Eventually, Bloom was indicted for operating illegal poker after raking the pot for profit. She pleaded guilty and was sentenced to a year of probation.

"In the beginning, it felt like I was a tourist in this world, a voyeur and I was sort of profiting from it and figuring it out and, you know, taking these calculated risks going up against the billionaire boys club,” Bloom said. "And then it became about something else. It became about the money and the greed."

Those mistakes, and what Bloom learned from them, are part of what drew Sorkin and Chastain to her story.

"I love the characters and purpose that other people might find earnest or roll their eyes at. I like heroes who don't wear a cape and don't have superpowers," Sorkin said.

"What I loved about this story is the sense of getting back up after you fall down," Chastain added. "You know Molly has this quality of no matter how many times she fails, how many mistakes she makes and falls down she's constantly getting back up."

"Molly's Game," a film that depicts how Bloom navigated her male players' machismo, is being released in a cultural tidal wave of the #MeToo movement sweeping Hollywood and beyond.

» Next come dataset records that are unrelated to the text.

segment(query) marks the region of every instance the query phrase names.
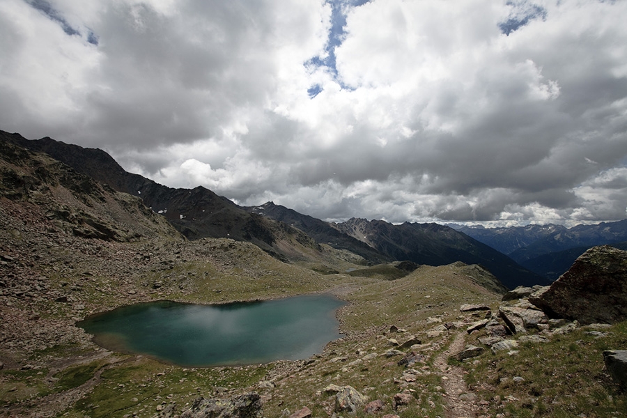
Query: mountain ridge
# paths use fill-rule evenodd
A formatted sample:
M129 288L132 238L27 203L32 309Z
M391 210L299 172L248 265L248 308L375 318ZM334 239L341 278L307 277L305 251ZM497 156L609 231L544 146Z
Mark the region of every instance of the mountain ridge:
M261 215L255 212L255 208L259 212L260 206L240 208L202 186L173 189L128 173L102 150L84 148L49 137L29 140L19 134L2 132L0 138L46 153L100 183L141 199L188 239L210 237L247 241L280 260L323 264L325 267L316 268L329 272L334 271L334 268L325 259L337 256L328 254L330 249L334 249L348 251L353 254L352 262L362 265L406 260L435 265L456 261L481 264L509 288L543 281L491 247L448 226L408 222L394 226L384 221L355 218L332 225L286 208L279 214L278 207L274 205L266 205L266 212L273 209L274 217L269 213ZM364 233L349 226L359 223L376 236L364 240Z

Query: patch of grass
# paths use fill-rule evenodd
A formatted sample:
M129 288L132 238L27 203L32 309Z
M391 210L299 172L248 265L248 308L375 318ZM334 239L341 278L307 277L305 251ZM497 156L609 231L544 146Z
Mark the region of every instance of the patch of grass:
M103 362L98 360L86 364L69 367L54 376L56 378L59 379L55 389L63 391L77 387L92 378L95 372L102 366Z
M0 405L11 405L49 394L45 383L47 372L45 369L0 371Z
M488 352L464 362L467 382L489 403L490 415L620 416L627 410L627 394L607 374L603 352L627 346L627 323L604 330L605 336L586 331L554 336L548 343L520 344L513 355Z
M378 264L368 268L352 270L346 274L354 277L373 277L384 280L396 280L407 276L408 272L396 268L391 264Z

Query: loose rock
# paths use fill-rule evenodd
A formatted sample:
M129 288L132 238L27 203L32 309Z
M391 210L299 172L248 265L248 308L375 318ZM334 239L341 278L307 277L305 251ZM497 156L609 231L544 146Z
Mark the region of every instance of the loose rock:
M627 390L627 350L603 351L605 367L612 378L623 390Z

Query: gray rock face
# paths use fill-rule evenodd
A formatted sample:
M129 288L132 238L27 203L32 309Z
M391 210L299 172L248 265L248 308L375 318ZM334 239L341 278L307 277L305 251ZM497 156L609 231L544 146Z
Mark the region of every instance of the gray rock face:
M627 251L607 245L591 248L529 300L551 318L582 324L627 320Z
M311 417L311 410L306 406L290 415L290 418L310 418Z
M614 381L621 389L627 390L627 350L603 351L603 359Z
M502 300L516 300L516 299L522 299L527 297L534 291L533 288L518 286L513 291L509 291L503 295Z
M493 344L492 352L496 353L497 351L501 351L502 350L513 350L513 348L518 348L518 343L514 340L504 340Z
M250 392L230 399L199 398L180 418L263 418L261 397Z

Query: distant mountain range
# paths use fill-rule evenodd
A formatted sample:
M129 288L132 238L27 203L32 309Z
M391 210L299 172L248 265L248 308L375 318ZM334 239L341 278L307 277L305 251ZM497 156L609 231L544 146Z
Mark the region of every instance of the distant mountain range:
M489 229L463 226L457 230L551 281L592 247L607 244L627 249L627 219L570 229L548 224Z
M318 242L338 249L357 249L350 251L359 251L361 255L366 255L362 252L366 248L388 260L407 260L429 265L442 265L454 261L479 264L510 288L543 281L504 254L444 225L409 222L394 225L358 218L329 223L272 202L247 210L298 228Z
M29 140L2 131L0 140L45 153L105 188L140 198L189 240L211 237L247 241L284 261L326 265L320 270L325 272L338 272L339 264L330 262L337 257L364 265L404 261L440 265L462 261L482 265L511 288L548 283L544 277L552 278L553 272L547 273L549 268L539 268L540 261L536 261L539 257L546 258L548 254L575 245L587 247L627 241L624 233L627 221L599 226L596 232L583 226L571 229L548 225L456 230L437 224L394 225L357 218L330 223L272 202L240 207L203 187L168 187L125 171L99 149L47 137ZM568 256L571 257L571 253ZM562 258L543 260L551 265L551 272L562 268Z

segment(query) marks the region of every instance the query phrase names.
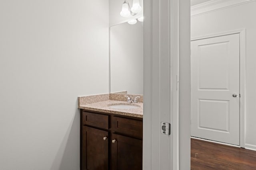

Chastain, a crusader for female empowerment and an outspoken advocate for pay equality, said the film comes at "an exciting time right now."

"You know, 2017 I think, this is a year that hopefully the history books will write about," she said. "The fact that women are coming together and saying okay we are not going to be silent about the injustices that we face anymore."

PHOTO: Jessica Chastain and Idris Elba in Mollys Game.IMDb
Jessica Chastain and Idris Elba in 'Molly's Game.'

Chastain, who marched at the Women's March in Washington, D.C., last year, added that, "In a way it's a bit selfish if I can't, if I don't use my platform to amplify the voices of those who have suffered, of those who don't have a platform as big as mine, then I don't know how, how do you go on each day."

Her performance as Molly Bloom has already earned Chastain a Golden Globe nod for best actress, something she said "was a surprise."

"This year though especially it was a surprise," she said. "Especially ... with the idea of coming forward and speaking up and using my platform to support those who are far more brave than anyone than me even amplifying their voices. The idea that it’s OK, I'm not being made to disappear in this industry, I'm allowed to have a voice, I'm allowed to do what I can to create a healthy environment for all of us. And I can still work."